Taliban da Afganistan’dan başta ABD olmak üzere yabancı orduların çekilmesi için savaşıyor. Bu konuda büyük başarı kazandığı da söylenebilir.

20 yıllık işgal ve savaştan sonra ABD ülkeden çekilmeye karar verdi. Başka ülkeler de işgal gücü olarak bulunuyor ama belirleyici olan ABD’dir.

Taliban ülkenin büyük bölümünde etkindir. ABD destekli Afganistan hükümetinin yönetiminin birkaç kent dışında etkinliği yok gibidir.

Taliban’ın emperyalizme karşı kazandığı bu başarıyı neden kutlamıyorsunuz?

Hamas ile Taliban arasında büyük fark yoktur.

İkisi de Sünnidir ve şeriatçıdır.

Birisine destek olup da diğerinin sözünü etmemek garip değil midir?

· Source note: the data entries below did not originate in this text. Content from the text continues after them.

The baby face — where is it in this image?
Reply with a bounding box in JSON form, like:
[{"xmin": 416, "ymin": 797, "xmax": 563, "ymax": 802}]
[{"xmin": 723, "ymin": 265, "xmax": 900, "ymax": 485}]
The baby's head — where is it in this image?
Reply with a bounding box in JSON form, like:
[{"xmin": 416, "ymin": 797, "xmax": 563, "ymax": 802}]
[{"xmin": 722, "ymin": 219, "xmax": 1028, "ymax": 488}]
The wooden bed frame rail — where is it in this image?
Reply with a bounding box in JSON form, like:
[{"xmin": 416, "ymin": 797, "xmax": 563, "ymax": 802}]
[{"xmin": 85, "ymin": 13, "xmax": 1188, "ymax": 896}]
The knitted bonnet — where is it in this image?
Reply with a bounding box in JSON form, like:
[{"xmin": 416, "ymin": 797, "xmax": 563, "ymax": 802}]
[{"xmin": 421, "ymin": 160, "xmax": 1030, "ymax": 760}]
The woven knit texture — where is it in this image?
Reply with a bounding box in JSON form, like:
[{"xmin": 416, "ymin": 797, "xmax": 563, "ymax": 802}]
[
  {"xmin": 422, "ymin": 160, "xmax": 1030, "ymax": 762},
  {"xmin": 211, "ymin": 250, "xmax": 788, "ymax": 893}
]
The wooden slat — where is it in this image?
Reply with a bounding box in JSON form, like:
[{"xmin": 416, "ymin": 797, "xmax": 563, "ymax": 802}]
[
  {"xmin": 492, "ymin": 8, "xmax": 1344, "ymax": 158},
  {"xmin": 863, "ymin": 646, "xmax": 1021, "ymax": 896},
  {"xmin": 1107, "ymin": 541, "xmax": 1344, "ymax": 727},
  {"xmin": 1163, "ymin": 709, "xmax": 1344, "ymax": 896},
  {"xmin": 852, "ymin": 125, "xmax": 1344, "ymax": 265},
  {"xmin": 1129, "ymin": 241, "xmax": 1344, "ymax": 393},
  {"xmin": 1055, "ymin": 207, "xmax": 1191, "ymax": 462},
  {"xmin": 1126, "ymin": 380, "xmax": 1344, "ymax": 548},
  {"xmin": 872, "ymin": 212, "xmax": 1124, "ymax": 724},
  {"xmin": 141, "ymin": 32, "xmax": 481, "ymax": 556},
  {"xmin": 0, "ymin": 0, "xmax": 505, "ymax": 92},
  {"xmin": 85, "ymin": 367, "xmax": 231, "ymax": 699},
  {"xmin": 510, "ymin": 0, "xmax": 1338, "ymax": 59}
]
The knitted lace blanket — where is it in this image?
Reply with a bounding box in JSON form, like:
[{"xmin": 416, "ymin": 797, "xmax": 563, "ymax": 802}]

Büyük bölümü kendisini ateist olarak tanımlayan bu ülkenin devrimci hareketinde İslam kültürünün önemli etkisi bulunuyor.

Bu, normaldir, sonuçta herkes gibi devrimciler de bu kültür içinde büyüdüler ve onun değişik özelliklerini aldılar.

Devrimci harekette 1974-1980 döneminde ön planda olan, sonraki yıllarda aynı oranda olmasa da süren sol içi şiddette islamcı şiddet kültürünün de etkisi vardır.

İslam barış dini miymiş?

Boş verin bu belirlemeleri… Bu konuda en iyi belirlemeyi, “İslam kan ve kılıç dinidir” diyerek Humeyni yapmıştı.

Diyanet İşleri Başkanı’nın kılıçla ortalıkta dolaşması İslam’a uygundur.

Ve yine Humeyni’nin belirlemesiyle;

“İslam politikadır. Bunu anlamayan hiçbir şey anlamamıştır.”

Bütün dinlerin politikayla yakın ilişkisi vardır ama İslam için bu özellikle böyledir.

Yıllarca bunu anlamamak için direnen sosyalistler sadece Türkiye’de değil Mısır’da, Lübnan’da, Irak’ta, Filistin’de, Endonezya’da ve İran’da islama karşı mücadelelerinde başarılı olamadılar.